Fig. 3 |. Testing 549 molecules at different docking ranks against the D₄ dopamine receptor.

a. Displacement of the antagonist ³H-N-methylspiperone by each of the 549 molecules tested at 10 μM (mean ± SEM of three assays). The molecules are colored by their docking score. The number of binders (<50% remaining radio-ligand—below the dashed line) diminish with docking score. b. Six actives, each a different scaffold. c. Docked poses of ‘2964 (left panel), ‘8888 (middle panel), and superposed ‘3143 and ‘3144 (right panel). The receptor helices are shown in ribbon, the conserved D115^. is shown in stick, interacting residues within 4Å of the docked molecules are shown as lines. Ballesteros-Weinstein residue numbering in superscript. Modeled hydrogen bonds are in dashed lines. d. cAMP functional assays of the 180 pM full agonist ‘3144 (orange) and the 10 nM partial agonist ‘1011 (blue, agonist mode, purple, antagonist mode (‘1011+100 nM Quinpirole)). The data are the mean ± SEM from three assays. e. Gα_i/o BRET and arrestin BRET functional assays of the 180 pM full agonist ‘3144 (Gα_i/o, orange; arrestin, red) and the unbiased ligand Quinpirole (Gα_i/o, black; arrestin, blue). The data are the mean ± SEM from three assays. f. The effect of pre-clustering on docking scores: the orange curve is the distribution of the best-scoring scaffold representative, the blue curve is the score distribution from pre-clustering and choosing only single cluster representatives to dock.

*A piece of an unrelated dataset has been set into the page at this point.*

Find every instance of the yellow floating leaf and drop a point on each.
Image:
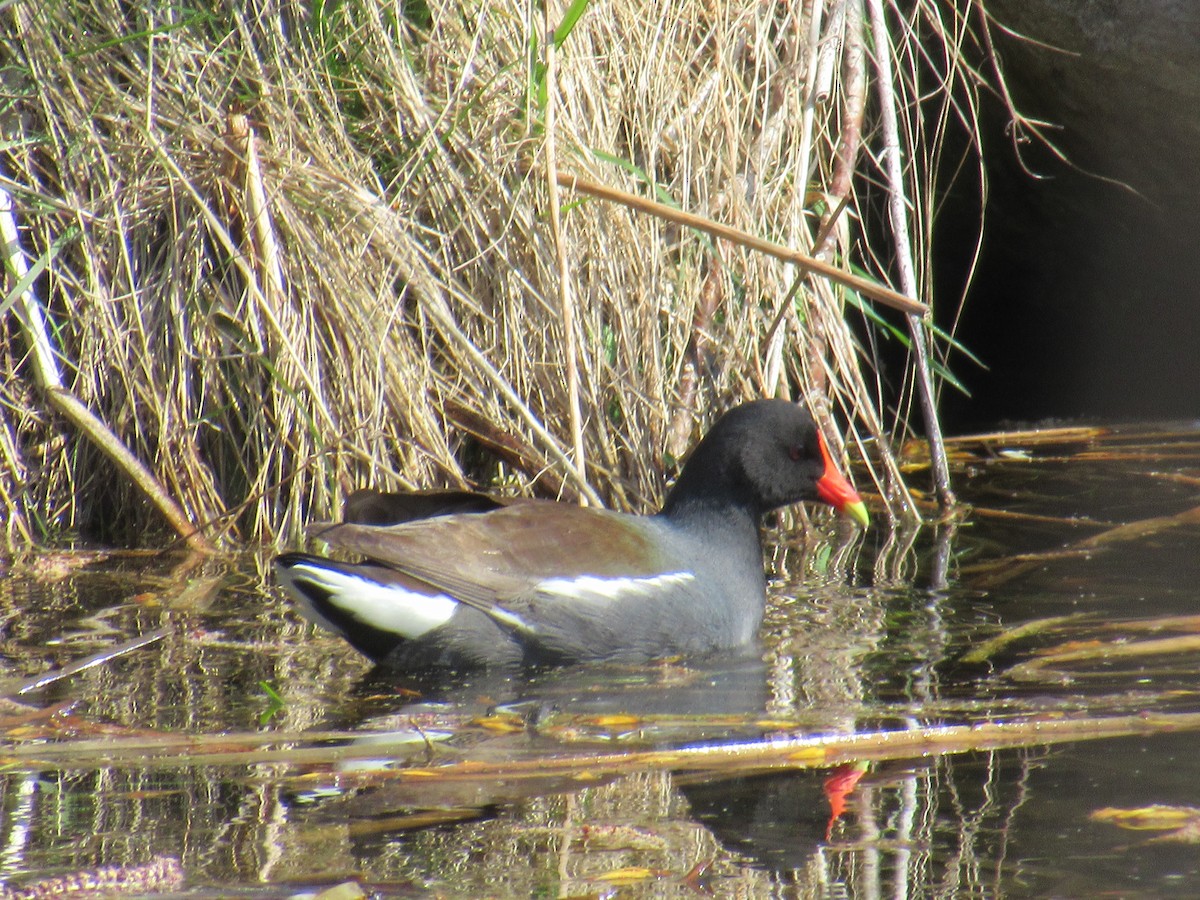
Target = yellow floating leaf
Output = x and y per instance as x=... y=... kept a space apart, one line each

Fig. 4 |. Estimating the number of active D₄ dopamine receptor ligands in the 138 million compound library.

Top row). Left y-axis, the hit-rate of 549 tested compounds, right y-axis, distribution of library compounds by docking energy (black curve). a. Modeling the number of library compounds with K_i values ≤ 10 μM. Top = 24%; Bottom = 0%; Dock₅₀ = −54 kcal/mol; and Slope₅₀ = −1.7 % / (kcal/mol). Cyan points represent the hit-rate means and standard errors at each docking energy bin, with 47,121, 51, 38, 37, 40, 38, 36, 35, 36, 35, 35 compounds tested in each bin, from best to worst scoring. The gold curve gives the mode and the gray curves give the draws (n=500) from the Bayesian posterior distribution (i.e., the envelope of possible distributions). b. Modeling the number of library compounds with K_i values ≤ 1 μM. Top = 11%; Bottom = 0%; Dock₅₀ = −56 kcal/mol; and Slope = −2.8 % / (kcal/mol). Magenta points represent the hit-rate means and standard errors at each docking energy bin. The green curve gives the mode and the gray curves give the draws from the Bayesian posterior distribution. Bottom row). c. Predicted number of actives by docking energy under the hit-rate model for the 10 μM model and d. the 1 μM model, with the mode (gold; green) and draws (gray; brown) from the respective posterior distributions. Expected total actives for the 10 μM model = 453,000 (188,000–1,035,000, 95% inter-quantile range) and for the 1 μM model = 158,000 (38,000–489,000, 95% inter-quantile range).